Let $F$ be a field, $f \in F[x]$ of degree 2 or 3. Theorem: If $f$ has no roots, then $f$ is irreducible.
I have shown in several examples the above theorem holds. I am trying to find an example where the theorem does not hold in a degree-4 polynomial in $\mathbb{Q}[x]$.
The quartic polynomial that I have tried was $(x^4 - 22x^2 + 1)$. By the Rational Roots Theorem, the only possible rational roots for $(x^4 - 22x^2 + 1)$ are $\pm$1. But $(1)^4 - 22(1)^2 + 1 \neq 0$ and $(-1)^4 - 22(-1)^2 + 1 \neq 0$. Hence $(x^4 - 22x^2 + 1)$ has no roots.
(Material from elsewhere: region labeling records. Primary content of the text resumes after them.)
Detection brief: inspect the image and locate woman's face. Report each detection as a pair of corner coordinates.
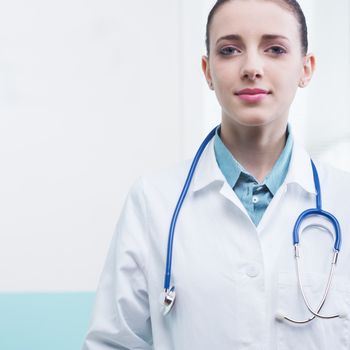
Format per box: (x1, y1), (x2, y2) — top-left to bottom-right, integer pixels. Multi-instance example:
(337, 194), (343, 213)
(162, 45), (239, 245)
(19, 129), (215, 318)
(202, 0), (315, 126)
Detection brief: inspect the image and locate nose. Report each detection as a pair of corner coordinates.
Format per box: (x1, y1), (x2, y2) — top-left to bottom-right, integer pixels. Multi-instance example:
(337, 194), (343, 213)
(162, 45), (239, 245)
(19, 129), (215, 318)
(241, 53), (263, 81)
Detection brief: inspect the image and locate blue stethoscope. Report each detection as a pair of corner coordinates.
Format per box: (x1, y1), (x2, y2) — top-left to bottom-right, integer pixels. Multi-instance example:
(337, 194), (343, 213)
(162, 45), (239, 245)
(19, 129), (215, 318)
(161, 126), (345, 324)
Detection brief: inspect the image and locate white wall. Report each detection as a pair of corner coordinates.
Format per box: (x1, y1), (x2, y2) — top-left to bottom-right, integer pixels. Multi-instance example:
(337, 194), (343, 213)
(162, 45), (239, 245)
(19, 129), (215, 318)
(0, 0), (350, 292)
(0, 0), (183, 291)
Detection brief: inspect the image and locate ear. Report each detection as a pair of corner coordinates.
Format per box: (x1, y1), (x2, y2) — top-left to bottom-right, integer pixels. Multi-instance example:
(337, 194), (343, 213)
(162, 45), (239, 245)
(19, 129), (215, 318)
(202, 56), (214, 90)
(299, 53), (316, 88)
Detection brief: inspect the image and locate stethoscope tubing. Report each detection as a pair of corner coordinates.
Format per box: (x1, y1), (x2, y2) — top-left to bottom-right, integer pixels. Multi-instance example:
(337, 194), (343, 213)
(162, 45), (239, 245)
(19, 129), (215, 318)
(164, 126), (218, 291)
(164, 126), (342, 324)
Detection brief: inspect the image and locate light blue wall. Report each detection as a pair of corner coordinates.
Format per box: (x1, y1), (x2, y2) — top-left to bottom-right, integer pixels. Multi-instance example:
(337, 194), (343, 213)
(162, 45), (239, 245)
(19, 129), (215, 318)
(0, 293), (95, 350)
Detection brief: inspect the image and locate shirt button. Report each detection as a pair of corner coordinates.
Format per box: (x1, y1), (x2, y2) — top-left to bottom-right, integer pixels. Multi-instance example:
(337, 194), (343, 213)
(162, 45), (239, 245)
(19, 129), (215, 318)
(245, 265), (259, 278)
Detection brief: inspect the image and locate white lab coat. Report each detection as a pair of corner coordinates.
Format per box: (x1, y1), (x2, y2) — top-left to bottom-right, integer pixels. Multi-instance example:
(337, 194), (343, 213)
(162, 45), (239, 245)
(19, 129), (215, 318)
(84, 141), (350, 350)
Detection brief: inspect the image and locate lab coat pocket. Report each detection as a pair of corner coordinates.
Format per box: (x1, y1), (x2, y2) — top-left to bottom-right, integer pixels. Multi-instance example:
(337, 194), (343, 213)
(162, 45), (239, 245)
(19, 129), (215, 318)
(275, 272), (350, 350)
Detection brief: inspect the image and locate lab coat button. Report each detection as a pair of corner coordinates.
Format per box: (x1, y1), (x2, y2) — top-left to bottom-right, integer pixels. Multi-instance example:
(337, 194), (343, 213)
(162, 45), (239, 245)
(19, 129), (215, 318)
(245, 265), (259, 278)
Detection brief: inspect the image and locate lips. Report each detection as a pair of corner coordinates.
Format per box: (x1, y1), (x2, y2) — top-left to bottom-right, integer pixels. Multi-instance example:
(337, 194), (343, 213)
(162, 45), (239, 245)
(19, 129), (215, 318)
(235, 89), (270, 95)
(235, 89), (271, 103)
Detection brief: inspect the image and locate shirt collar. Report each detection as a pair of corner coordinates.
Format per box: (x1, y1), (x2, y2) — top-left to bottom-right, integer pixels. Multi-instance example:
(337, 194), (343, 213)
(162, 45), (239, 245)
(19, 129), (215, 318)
(190, 126), (316, 194)
(214, 125), (293, 195)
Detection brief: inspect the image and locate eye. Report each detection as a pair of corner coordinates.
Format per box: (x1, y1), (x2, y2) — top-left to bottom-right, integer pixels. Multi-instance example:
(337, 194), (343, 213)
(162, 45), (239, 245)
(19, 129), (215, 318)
(266, 46), (287, 56)
(219, 46), (240, 56)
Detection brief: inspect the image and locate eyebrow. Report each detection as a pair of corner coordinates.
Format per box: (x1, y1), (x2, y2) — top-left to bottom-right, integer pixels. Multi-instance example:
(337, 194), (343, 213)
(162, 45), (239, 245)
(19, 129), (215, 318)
(216, 34), (289, 44)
As I'm trying to show that $(x^4 - 22x^2 + 1)$ is reducible, I know that (from WolfRamAlpha) "A polynomial is said to be irreducible if it cannot be factored into nontrivial polynomials over the same field." So, if I can't factor $(x^4 - 22x^2 + 1)$ into nontrivial polynomials over $\mathbb{Q}[x]$, then $(x^4 - 22x^2 + 1)$ over $\mathbb{Q}[x]$ is irreducible. Since I don't know how to factor $(x^4 - 22x^2 + 1)$ into nontrivial polynomials over $\mathbb{Q}[x]$, can I conclude that $(x^4 - 22x^2 + 1)$ over $\mathbb{Q}[x]$ is reducible?
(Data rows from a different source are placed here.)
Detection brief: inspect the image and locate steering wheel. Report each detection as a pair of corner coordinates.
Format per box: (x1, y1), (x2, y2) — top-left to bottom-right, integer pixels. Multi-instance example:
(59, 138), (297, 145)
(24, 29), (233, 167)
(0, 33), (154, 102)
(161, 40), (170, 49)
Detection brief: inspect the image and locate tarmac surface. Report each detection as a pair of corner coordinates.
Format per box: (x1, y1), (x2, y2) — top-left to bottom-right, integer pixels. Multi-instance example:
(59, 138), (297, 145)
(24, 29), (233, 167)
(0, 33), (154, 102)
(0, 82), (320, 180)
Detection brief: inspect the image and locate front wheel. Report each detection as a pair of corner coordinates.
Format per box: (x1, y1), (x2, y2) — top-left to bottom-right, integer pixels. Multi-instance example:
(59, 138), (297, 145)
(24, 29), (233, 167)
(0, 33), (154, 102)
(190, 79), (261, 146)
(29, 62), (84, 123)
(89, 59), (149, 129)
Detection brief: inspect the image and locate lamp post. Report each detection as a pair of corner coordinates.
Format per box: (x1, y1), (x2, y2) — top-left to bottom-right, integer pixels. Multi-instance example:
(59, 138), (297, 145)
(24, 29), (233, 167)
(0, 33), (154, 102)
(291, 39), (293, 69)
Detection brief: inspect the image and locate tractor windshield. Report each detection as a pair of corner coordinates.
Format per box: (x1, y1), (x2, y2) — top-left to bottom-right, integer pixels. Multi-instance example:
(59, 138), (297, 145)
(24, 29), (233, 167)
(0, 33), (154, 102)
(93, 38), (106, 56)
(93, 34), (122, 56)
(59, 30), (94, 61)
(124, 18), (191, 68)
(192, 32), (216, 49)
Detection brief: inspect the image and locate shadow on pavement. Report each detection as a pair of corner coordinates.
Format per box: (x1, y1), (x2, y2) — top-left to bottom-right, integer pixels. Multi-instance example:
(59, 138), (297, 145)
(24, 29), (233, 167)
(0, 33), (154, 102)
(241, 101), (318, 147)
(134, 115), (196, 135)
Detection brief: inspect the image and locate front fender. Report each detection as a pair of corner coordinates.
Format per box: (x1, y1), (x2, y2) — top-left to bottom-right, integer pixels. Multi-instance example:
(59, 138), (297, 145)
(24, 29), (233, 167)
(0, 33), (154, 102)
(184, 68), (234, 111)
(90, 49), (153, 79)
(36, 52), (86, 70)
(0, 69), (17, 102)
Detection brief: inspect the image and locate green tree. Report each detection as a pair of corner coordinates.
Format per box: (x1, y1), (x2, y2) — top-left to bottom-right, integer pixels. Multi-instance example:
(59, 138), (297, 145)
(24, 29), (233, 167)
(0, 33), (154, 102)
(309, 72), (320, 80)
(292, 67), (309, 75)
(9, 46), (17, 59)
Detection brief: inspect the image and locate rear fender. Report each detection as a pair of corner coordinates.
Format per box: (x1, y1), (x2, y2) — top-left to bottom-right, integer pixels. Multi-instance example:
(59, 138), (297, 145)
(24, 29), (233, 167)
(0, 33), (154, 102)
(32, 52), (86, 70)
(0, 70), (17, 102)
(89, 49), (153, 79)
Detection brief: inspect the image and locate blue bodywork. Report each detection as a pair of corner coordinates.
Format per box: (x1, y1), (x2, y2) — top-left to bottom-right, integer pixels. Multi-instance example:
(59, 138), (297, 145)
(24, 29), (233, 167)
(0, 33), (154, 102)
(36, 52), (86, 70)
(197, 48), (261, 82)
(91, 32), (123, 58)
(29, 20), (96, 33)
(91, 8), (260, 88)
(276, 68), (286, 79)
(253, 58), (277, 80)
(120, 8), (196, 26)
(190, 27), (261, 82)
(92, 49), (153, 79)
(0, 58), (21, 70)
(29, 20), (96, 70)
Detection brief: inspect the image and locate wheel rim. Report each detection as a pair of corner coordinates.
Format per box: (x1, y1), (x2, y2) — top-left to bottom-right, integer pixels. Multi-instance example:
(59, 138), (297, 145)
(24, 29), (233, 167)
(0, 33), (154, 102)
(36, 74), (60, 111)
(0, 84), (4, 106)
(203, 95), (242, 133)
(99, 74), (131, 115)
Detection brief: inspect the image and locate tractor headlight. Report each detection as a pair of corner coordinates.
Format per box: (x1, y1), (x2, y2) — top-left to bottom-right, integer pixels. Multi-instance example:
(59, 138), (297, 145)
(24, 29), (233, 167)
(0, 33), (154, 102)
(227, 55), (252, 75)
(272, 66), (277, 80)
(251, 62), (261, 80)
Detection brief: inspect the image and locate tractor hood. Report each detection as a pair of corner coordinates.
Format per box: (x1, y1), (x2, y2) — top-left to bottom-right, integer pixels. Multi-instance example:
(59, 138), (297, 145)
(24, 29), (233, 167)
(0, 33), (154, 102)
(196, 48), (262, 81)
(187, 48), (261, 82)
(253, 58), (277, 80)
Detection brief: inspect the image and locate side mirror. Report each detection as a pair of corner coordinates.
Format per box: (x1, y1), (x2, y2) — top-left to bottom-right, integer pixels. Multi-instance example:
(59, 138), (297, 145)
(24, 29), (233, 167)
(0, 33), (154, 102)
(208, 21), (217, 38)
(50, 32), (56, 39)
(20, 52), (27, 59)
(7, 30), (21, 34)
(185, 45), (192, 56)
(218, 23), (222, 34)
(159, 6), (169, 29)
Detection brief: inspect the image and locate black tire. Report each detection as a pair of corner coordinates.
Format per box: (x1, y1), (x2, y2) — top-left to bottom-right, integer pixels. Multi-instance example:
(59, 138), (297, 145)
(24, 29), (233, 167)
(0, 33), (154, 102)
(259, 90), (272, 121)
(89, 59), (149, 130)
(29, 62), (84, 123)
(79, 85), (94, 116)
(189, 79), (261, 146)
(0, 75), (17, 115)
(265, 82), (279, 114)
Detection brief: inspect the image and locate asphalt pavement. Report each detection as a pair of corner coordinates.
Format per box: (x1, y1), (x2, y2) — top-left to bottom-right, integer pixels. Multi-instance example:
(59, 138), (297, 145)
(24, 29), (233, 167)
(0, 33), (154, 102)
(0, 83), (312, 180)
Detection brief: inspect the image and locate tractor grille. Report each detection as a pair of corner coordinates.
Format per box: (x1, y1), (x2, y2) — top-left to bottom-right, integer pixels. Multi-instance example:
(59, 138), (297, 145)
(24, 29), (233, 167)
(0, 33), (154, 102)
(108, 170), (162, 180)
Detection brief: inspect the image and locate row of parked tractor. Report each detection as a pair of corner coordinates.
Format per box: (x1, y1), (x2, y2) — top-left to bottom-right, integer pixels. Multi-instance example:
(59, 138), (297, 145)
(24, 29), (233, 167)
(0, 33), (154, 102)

You can't conclude that your polynomial is irreducible until you prove that it cannot be factored nontrivially over $\Bbb Q$. This will take some effort, presumably.
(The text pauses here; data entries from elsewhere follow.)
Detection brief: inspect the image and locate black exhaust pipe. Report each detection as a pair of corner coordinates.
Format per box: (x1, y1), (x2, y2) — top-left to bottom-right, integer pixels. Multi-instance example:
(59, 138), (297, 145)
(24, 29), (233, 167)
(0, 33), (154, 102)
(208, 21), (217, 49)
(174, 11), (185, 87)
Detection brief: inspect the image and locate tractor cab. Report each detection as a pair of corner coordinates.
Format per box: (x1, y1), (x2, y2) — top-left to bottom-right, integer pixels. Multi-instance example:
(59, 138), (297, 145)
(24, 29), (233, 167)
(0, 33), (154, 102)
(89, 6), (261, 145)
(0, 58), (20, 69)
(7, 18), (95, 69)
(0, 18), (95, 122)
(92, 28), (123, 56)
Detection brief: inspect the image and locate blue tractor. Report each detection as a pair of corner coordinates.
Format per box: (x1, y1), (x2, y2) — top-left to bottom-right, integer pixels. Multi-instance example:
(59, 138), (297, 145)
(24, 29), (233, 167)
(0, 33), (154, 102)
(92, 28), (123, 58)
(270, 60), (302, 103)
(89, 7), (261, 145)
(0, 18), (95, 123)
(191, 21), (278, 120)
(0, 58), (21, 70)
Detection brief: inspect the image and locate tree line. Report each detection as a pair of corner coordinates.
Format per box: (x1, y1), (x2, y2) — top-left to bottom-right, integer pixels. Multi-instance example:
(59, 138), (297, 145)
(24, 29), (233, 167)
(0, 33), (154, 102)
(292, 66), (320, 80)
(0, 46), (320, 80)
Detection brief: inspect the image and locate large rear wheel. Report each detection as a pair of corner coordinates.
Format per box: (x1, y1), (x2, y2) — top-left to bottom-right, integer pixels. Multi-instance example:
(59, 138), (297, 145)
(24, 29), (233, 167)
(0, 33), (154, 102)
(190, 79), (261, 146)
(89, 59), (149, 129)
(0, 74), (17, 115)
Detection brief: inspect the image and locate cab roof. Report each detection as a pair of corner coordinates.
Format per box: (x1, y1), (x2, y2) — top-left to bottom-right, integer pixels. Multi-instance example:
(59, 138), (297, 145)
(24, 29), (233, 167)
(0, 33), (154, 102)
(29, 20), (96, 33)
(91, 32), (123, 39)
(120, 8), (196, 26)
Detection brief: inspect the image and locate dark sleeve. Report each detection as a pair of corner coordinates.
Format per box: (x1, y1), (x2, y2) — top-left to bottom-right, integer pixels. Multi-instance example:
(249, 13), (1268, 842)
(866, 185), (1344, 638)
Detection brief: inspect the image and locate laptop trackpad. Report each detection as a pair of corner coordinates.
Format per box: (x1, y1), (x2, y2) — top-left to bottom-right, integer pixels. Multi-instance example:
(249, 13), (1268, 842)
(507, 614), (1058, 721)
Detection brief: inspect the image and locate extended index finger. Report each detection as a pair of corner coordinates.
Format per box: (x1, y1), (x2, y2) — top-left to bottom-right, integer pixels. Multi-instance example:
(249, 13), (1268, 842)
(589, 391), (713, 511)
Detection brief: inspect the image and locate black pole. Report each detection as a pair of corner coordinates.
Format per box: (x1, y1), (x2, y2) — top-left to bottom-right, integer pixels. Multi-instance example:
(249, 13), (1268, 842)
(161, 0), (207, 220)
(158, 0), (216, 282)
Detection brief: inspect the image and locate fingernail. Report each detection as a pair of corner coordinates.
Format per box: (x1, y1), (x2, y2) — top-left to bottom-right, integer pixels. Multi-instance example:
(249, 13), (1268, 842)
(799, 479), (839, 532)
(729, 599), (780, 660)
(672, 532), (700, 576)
You could write $x^4-22x^2+1=(x^2+bx+c)(x^2+dx+e)$, get a system of equations, and try to solve it.
Namely, $\begin{cases} b+d=0\\bd+e+c=-22\\cd+eb=0\\ec=1\end{cases}$.
So, I get that $(c-e)d=0$, hence either $c=e=\pm1$ or $b=d=0$.
But $c=e=1\implies b=-24/d\implies d-24/d=0\implies d=\sqrt{24}\not\in\Bbb Q$. Similarly if $c=e=-1$.
On the other hand, $b=d=0\implies e+1/e=-22\implies e^2+22e+1=0$. This gives again that $e$ is not rational, as the discriminant $480$ isn't a perfect square.
Alternatively, how about starting from the factorization, as in $((x-\sqrt2)(x+\sqrt2))^2=(x^2-2)^2=x^4-4x^2+4$? Unlike the examples in the comments, here the roots are real. Not that it matters.